Ушёл отряд
Шрифт:
И внешнее преображение, и голос, ранее будто и не слыхиваемый, и само предложение о тайной встрече с немецким холуем, надо понимать, в тайном месте — этак в историю можно влипнуть, что не отмажешься.
— Ишь ты… — только и нашелся, что сказать. — Велел передать… Значит, прямо-таки велел…
Стояли друг против друга. Пахомов — руки по швам, бороденкой вперед, в блиндаже темновато, глаз выражения не рассмотреть. Зато как не заметить: ватник по-партизански солдатским ремнем перепоясан, и вообще никакой небрежности в одежде, вон и кирзухи начищены. А раньше-то, как помнится, брюки в навис, голенища перемазаны. В притворе мужик… Неспроста…
— А если мне одному на такие встречи ходить не положено?
— Мое дело передать… Ответ получить…
— Подумать
— Тогда выйдем…
У выхода из блиндажа два парня с винтовками.

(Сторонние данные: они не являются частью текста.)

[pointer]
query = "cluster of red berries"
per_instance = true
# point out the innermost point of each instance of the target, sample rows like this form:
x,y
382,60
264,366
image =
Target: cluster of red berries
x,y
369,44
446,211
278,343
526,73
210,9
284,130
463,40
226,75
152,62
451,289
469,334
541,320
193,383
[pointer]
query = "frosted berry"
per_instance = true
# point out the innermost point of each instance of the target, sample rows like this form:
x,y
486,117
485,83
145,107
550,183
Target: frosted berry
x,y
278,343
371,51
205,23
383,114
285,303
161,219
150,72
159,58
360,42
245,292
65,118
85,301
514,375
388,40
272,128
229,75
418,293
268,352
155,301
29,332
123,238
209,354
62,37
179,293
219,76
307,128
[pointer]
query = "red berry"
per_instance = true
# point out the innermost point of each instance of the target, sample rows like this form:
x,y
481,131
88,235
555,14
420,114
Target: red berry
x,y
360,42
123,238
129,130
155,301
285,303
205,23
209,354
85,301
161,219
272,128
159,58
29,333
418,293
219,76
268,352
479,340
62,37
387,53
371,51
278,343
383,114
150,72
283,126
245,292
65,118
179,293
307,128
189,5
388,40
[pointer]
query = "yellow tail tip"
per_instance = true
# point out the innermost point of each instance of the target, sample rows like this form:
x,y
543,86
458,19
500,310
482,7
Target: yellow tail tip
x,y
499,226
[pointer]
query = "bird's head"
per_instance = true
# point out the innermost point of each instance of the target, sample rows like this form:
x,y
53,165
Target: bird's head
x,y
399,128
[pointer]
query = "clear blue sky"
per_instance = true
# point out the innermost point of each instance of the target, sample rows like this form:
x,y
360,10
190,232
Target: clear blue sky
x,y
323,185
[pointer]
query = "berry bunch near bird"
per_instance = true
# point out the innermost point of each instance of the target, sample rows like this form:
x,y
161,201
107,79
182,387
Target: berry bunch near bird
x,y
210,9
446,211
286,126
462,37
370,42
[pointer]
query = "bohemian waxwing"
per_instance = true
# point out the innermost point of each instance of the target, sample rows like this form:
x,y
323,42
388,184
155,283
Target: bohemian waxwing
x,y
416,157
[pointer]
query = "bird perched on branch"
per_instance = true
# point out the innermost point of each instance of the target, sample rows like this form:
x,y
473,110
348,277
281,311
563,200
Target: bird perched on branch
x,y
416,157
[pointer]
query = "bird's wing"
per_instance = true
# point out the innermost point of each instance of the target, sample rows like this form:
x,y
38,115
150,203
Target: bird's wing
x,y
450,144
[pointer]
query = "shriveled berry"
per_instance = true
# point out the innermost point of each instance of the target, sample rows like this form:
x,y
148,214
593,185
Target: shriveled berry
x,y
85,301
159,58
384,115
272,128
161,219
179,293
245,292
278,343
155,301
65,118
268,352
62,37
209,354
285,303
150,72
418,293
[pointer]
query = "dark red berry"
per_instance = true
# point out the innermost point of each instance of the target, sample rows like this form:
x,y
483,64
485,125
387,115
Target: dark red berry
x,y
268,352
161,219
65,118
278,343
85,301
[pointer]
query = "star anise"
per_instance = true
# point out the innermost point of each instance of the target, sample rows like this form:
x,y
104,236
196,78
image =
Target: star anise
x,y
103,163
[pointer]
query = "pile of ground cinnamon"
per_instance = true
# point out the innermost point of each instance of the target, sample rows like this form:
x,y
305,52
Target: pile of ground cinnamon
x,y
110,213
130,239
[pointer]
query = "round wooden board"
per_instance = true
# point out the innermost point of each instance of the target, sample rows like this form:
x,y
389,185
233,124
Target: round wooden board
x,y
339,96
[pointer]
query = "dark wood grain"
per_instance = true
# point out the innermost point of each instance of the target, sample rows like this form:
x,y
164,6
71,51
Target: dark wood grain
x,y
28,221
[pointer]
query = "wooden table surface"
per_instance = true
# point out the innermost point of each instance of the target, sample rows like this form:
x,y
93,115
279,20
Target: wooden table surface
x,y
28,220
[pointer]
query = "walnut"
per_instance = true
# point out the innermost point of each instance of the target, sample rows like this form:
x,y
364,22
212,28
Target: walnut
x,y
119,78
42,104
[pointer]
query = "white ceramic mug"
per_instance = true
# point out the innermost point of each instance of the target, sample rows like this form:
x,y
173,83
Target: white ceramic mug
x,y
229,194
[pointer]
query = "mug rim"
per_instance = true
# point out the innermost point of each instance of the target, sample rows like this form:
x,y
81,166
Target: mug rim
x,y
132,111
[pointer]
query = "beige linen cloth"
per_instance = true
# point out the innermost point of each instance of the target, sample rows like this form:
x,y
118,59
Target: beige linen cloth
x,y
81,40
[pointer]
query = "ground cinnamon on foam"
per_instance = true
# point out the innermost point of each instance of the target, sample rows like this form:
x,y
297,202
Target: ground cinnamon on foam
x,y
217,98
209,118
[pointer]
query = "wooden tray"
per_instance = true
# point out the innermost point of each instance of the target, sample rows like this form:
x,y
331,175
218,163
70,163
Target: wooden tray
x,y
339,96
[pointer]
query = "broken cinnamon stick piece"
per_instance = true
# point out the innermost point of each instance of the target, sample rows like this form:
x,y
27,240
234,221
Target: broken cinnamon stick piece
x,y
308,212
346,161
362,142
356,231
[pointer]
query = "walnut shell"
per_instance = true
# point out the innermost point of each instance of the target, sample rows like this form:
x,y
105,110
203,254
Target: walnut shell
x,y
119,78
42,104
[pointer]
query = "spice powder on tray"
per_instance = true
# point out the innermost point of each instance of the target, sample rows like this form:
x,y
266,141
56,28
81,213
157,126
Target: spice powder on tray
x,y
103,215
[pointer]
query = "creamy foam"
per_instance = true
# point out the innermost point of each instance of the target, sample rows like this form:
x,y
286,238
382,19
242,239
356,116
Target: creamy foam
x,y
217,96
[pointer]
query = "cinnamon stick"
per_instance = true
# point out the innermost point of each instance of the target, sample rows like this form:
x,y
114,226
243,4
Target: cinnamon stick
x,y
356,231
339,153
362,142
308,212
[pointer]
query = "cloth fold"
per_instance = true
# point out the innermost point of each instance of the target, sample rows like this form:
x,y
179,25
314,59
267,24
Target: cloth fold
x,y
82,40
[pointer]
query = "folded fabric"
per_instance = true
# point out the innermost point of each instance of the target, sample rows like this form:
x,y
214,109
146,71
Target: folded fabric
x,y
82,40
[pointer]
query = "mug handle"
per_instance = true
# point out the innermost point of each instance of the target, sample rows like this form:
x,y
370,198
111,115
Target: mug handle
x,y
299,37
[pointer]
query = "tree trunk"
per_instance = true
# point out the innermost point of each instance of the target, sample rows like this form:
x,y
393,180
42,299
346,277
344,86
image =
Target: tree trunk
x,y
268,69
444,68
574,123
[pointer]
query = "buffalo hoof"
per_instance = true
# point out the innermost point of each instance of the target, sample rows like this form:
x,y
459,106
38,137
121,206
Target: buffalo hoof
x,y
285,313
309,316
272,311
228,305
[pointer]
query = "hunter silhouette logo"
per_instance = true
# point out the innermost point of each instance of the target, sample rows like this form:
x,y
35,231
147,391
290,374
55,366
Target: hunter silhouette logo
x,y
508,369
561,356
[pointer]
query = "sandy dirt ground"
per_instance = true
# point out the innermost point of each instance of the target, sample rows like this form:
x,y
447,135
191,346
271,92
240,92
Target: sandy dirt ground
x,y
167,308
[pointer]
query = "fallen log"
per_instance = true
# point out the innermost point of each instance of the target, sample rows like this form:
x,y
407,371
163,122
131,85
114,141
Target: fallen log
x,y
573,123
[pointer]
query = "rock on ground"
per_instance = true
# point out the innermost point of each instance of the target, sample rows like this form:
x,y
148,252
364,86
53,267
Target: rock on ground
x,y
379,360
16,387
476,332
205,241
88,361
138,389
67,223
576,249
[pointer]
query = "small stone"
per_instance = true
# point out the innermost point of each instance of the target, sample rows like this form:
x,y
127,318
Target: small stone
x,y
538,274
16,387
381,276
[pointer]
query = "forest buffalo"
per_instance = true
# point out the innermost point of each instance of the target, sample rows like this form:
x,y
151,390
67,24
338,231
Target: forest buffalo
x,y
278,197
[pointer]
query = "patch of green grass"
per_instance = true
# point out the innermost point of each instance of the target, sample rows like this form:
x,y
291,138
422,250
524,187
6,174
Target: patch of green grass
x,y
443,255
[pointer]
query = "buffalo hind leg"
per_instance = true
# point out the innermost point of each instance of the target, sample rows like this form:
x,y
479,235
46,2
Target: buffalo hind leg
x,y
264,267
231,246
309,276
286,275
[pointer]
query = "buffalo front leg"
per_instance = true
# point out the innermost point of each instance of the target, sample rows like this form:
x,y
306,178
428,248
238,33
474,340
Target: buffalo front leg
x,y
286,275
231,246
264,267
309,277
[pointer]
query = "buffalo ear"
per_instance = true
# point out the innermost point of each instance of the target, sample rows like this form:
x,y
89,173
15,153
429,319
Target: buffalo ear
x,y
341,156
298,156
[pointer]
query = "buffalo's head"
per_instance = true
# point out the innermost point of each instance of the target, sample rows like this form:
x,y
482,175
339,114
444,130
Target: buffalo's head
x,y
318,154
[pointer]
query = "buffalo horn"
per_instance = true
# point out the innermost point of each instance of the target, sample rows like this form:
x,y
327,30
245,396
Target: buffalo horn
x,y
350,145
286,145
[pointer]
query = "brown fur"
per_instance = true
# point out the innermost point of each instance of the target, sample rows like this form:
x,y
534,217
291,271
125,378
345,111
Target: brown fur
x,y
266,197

Часовые, как положено.
Пахомов глянул на парней, потом на Кондрашова. Глаза-то у «старика» совсем молодые. И дерзкие, пожалуй. Так про себя и подумал — дерзкие. А не наглые, как надо было бы подумать. Кто перед ним? Холуй холуя! И что-то промеж них общее и тайное, потому что раньше не замечалось…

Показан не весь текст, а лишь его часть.